The contentious U.S. Senate race between Republican Governor Rick Scott and incumbent Democrat Bill Nelson has Scott ahead by about 15,000 votes, a lead of less than 0.25 percent.
The governor's race between Republican former congressman Ron DeSantis and Democratic Tallahassee Mayor Andrew Gillum has DeSantis leading by almost 36,000 votes, or about 0.4 percent.
Florida law requires a statewide machine recount when the margin of victory is less than 0.5 percent and a manual recount if the margin is less than 0.25 percent.
Unofficial vote counts from county canvassing boards were due to be submitted by midday Saturday. The Florida Secretary of State and the Division of Elections will then determine if the returns meet the legal thresholds requiring recounts.
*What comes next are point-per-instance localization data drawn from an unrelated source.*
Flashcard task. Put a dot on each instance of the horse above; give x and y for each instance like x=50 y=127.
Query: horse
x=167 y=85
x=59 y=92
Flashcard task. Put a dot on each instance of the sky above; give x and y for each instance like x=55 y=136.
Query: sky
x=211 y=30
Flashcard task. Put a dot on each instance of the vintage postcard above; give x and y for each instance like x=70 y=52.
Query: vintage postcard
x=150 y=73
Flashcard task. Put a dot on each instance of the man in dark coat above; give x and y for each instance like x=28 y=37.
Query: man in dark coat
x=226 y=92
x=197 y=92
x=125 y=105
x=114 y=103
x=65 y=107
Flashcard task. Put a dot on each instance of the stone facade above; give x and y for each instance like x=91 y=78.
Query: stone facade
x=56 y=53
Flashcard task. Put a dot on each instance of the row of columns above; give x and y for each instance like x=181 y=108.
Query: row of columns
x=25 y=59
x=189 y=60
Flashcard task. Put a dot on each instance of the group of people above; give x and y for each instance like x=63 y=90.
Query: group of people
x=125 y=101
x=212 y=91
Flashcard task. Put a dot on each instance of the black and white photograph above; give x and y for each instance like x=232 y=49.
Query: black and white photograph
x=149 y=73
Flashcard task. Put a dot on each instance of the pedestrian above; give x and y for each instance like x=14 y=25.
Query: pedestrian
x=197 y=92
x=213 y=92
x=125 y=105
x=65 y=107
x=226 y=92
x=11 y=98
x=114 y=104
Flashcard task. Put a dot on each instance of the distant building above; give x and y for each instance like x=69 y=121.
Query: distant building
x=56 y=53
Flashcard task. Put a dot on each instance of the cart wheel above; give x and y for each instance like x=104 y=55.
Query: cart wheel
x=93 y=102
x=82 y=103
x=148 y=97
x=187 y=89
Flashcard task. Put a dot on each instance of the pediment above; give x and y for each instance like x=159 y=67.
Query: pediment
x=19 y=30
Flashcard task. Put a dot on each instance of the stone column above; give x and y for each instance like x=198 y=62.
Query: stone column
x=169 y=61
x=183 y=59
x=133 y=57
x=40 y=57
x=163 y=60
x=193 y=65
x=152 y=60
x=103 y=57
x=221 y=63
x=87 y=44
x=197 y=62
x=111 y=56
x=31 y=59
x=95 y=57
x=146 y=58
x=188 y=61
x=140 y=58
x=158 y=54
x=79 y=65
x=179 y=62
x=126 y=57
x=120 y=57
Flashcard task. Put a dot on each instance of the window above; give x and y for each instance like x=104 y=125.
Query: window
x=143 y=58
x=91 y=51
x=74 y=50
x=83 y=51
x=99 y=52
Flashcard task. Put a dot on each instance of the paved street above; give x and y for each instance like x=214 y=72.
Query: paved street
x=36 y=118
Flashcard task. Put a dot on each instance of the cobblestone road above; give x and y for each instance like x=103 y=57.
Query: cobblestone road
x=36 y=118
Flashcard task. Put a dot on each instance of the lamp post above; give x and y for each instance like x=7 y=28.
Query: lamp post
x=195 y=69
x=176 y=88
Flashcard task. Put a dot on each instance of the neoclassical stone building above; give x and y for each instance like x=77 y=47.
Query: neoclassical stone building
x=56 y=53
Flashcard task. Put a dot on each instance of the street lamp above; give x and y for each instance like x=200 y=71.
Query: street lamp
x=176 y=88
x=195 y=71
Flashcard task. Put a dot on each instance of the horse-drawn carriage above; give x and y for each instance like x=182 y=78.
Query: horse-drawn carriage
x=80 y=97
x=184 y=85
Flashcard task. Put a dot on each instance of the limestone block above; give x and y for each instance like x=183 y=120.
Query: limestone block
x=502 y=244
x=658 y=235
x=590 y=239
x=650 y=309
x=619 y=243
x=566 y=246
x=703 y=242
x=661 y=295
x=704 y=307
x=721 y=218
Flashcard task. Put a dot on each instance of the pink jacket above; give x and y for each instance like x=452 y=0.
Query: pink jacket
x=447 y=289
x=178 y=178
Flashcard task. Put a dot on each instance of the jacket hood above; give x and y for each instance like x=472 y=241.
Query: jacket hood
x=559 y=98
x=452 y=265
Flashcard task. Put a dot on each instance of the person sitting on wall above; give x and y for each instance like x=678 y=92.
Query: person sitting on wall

The possibility of recounts has deepened divisions among voters in a state that is likely to play a key role in the 2020 presidential election. Recounts would determine if Nelson returns to Capitol Hill or if Republicans increase their lead in the Senate.
The fight for Nelson's seat has been particularly acrimonious, with both sides filing lawsuits. Scott, President Donald Trump and other Republicans have accused Nelson of trying to steal the election, while Nelson has alleged Scott is trying to stop officials from counting every ballot. Trump called the situation "a disgrace."
Scott has asked the Florida Department of Law Enforcement to investigate the election departments in South Florida's Democratic-leaning Broward and Palm Beach counties after his lead narrowed as ballots continued to be counted throughout the week. A state election spokeswoman said Friday, however, an investigation would not be launched because there was no evidence of fraud.
Judges ruled in favor of Scott late Friday, ordering election supervisors in the two counties to release information on the ballot-counting.
Gillum conceded defeat Tuesday night but later said every vote should count after the results began to narrow. DeSantis has proceeded as if he is the victor, appointing a transition team in preparation for taking office in January.